Nel metodo, l´interim è un´anomalia per due ragioni. La prima ragione è che Berlusconi ci ha abituato a farne un uso smodato. Accadde il 5 gennaio 2002, quando lo assunse agli Esteri dopo le dimissioni di Renato Ruggiero in polemica sull´Europa. Accadde il 2 luglio 2004, quando lo assunse all´Economia dopo le dimissioni di Giulio Tremonti in seguito agli scontri con An e Udc. Accadde il 10 marzo 2006, quando lo assunse alla Sanità dopo le dimissioni di Francesco Storace travolto dal Laziogate. in totale, 471 giorni di interim in tre legislature. Troppi. La seconda ragione è che anche questo interim amplifica, ancora una volta, l´ennesimo conflitto di interessi di un presidente del Consiglio-proprietario di un impero mediatico che, nella sua veste di «ministro competente», deve decidere l´assegnazione delle frequenze televisive alle quali concorre anche Sky (principale concorrente di Mediaset sulla tv digitale) e deve firmare il contratto di servizio con la Rai (principale concorrente di Mediaset sulla tv generalista).

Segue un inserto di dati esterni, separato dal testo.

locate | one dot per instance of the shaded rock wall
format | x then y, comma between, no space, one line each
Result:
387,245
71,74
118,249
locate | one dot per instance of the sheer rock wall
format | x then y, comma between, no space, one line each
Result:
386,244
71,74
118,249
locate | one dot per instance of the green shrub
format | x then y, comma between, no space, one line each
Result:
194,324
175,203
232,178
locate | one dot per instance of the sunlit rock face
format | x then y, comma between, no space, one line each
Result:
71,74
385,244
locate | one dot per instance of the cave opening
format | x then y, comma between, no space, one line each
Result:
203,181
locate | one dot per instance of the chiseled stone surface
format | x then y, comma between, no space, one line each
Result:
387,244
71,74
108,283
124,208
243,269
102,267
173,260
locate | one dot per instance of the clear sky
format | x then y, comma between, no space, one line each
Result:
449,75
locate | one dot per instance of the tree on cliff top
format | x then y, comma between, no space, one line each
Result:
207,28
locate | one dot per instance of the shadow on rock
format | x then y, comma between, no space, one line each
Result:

Nel merito, l´interim è un danno per il Paese. Mentre Berlusconi si occupa d´altro, la recessione non rallenta, semmai morde più a fondo nella carne viva degli italiani. Il premier-ministro non parla delle numerose crisi emerse, da Telecom alla Fiat di Pomigliano e Melfi. E non si occupa delle innumerevoli crisi sommerse. Secondo Movimprese, nel secondo trimestre di quest´anno (e dunque in piena coincidenza con l´interim) le aziende italiane che hanno portato i libri in tribunale per fallimento sono aumentate a 3.505, contro le 2.897 dello stesso periodo del 2009. E secondo un report diffuso dallo stesso dicastero dello Sviluppo Economico a metà agosto, i «tavoli» di crisi aziendale aperti presso il ministero, nei primi otto mesi dell´anno, sono passati da 100 a 170. Chi se ne occupa? «I posti di lavoro a rischio - si legge nel documento - sono circa 200 mila». Chi se ne fa carico? «Su 686 "Sistemi locali di lavoro" mappati a livello nazionale, 113 sono in "elevata crisi", 136 sono in "crisi medio-alta"». Chi li monitorizza? Sono domande senza risposta. L´unica cosa certa è che prima dell´estate (come «Repubblica» ha certificato) è cominciato un silenzioso smembramento del ministero. La manovra 2011 gli ha sottratto 900 milioni di fondi di dotazione. I fondi Ue e Fas sono stati trasferiti al ministro degli Affari regionali Raffaele Fitto. I circa 800 milioni di fondi per il turismo sono passati direttamente sotto la gestione di Michela Vittoria Brambilla. L´Istituto per la Promozione Industriale è stato soppresso. E il 24 giugno 150 imprenditori che avevano vinto il bando per le agevolazioni previste dal programma «Industria 2015» e non hanno visto un solo euro, hanno scritto una lettera al premier: «In queste condizioni è difficile realizzare gli obiettivi condivisi dal ministero».
Non hanno avuto né soldi né risposte. La poltrona dello Sviluppo Economico è mestamente vuota. Da 119 giorni. Quella della Consob lo è altrettanto, da 64 giorni. Ma non importa. «La nave va», avrebbe detto uno dei più famosi «maestri» del Cavaliere. Giusto pochi mesi prima di sfasciarsi sugli scogli.